As I learned from Queenan's memoir CLOSING TIME, he grew up in working-class Philadelphia toting his paperbacks on the bus to and from horrible factory jobs and dreaming of a way out. That doesn't give him any sympathy for people who never read, but sometimes I got the sense of him reading and acquiring books as the creation of a wall between that old time and the present -- a bulwark of knowledge no one can take away from him. Queenan has primarily worked as an essayist (in sort of a pop culture-y P. J. O'Rourke vein), even producing several books of his own, but ONE FOR THE BOOKS doesn't cover that ground, instead beginning from the realization that all of us must have one day, that we won't have time to read all the books we want. Not even close, not even a little bit.

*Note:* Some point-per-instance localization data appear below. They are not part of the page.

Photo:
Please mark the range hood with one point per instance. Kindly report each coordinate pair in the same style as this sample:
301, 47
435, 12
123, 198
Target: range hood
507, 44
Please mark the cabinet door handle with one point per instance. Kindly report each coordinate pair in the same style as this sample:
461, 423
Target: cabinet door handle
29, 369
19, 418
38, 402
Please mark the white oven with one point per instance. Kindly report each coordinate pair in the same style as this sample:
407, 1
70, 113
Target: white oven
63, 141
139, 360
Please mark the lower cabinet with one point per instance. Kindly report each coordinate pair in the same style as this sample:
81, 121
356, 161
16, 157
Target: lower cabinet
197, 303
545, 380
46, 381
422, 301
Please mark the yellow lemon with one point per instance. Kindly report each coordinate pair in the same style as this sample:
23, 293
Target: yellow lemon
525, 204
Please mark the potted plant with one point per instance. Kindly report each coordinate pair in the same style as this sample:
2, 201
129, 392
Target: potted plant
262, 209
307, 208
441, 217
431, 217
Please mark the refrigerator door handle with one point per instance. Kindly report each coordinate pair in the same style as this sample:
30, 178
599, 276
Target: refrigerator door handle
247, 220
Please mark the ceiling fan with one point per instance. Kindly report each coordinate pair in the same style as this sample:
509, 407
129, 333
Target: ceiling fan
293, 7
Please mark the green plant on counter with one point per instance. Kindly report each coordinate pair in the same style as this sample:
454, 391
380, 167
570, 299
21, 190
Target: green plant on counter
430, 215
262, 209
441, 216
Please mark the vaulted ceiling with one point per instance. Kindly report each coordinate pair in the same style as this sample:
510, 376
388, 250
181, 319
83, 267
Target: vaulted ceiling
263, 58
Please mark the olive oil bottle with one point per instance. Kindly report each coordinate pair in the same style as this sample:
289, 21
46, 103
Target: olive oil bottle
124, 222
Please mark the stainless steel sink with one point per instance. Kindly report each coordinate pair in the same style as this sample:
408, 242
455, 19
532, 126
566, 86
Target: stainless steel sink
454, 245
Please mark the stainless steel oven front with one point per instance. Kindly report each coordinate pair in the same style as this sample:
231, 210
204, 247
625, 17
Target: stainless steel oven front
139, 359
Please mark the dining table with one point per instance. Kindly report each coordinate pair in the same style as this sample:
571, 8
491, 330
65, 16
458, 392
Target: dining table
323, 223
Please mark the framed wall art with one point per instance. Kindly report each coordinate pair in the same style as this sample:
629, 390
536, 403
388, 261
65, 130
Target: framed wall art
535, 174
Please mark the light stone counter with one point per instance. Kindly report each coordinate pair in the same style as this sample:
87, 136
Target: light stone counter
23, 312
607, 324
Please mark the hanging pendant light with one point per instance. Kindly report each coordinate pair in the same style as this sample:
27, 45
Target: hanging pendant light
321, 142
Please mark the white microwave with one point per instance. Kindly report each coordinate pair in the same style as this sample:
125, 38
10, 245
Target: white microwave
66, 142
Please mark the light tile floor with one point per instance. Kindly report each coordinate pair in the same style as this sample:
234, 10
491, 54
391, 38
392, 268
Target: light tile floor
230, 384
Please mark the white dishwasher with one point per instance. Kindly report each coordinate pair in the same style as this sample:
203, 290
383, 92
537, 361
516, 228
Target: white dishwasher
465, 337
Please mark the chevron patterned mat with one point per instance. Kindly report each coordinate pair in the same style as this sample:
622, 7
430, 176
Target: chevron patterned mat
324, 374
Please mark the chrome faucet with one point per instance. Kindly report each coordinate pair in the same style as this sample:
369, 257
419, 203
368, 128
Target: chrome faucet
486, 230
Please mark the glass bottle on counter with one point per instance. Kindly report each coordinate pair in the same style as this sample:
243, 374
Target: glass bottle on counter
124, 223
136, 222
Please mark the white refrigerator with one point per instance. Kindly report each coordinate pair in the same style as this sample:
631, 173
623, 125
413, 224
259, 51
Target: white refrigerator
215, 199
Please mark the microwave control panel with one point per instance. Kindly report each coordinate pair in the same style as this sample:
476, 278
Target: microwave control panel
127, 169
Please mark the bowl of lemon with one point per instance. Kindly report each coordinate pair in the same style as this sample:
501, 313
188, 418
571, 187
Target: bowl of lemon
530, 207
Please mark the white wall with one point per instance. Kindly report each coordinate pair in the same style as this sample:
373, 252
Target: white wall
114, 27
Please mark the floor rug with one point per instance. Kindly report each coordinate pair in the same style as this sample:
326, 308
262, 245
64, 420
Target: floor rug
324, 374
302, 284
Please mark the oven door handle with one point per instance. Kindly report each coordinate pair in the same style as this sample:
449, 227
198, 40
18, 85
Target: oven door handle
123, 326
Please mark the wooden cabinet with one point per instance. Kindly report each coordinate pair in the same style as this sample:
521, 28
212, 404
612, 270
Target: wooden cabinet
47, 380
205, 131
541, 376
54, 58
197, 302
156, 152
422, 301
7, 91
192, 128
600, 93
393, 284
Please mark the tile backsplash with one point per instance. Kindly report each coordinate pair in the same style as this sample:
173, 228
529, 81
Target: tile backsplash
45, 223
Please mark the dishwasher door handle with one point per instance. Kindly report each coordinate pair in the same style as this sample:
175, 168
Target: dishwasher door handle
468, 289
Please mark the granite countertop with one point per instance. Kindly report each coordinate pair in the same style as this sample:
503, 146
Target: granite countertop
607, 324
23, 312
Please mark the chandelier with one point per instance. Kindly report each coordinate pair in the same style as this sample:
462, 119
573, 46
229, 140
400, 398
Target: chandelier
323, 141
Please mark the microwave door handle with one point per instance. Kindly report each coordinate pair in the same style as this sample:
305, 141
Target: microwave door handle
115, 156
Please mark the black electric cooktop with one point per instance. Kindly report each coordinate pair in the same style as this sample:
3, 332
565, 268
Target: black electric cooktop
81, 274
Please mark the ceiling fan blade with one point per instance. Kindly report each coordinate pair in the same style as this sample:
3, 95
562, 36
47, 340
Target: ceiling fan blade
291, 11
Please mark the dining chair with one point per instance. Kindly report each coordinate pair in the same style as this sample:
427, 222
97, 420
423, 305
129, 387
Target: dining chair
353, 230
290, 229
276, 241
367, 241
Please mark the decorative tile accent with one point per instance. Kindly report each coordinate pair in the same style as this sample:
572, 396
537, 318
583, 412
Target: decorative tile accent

Among Queenan's pronouncements covered in this book: He hates e-books and all things digital. He will gladly fling aside any book that doesn't please him, except when he stubbornly decides to commit to the end (well, that one sounds familiar at least). He's ruthless about giving books away, except for the ones he compulsively re-reads every year. In that vein, he's definitely a re-reader, and a man who clings to books he may never actually get around to reading -- but only certain books. He hates most books given to him as gifts, especially the well-meaning ones. Heaven forbid you try to relieve him of the tomes he associates with the years he lived in Paris as a young man, even the ones he can no longer read in French (or the ones he never got around to, then or now). And while he mildly despairs of his son's taste in reading material, he's still pretty pleased the kid takes after his old man.
I'd put ONE FOR THE BOOKS right up there with Anne Fadiman's books on reading, Stephen King's ON WRITING or the Nick Hornby Believer essay collections. I have more in common with this 62-year-old man than most people I know. Queenan may hate the above company, but he'd get used to it.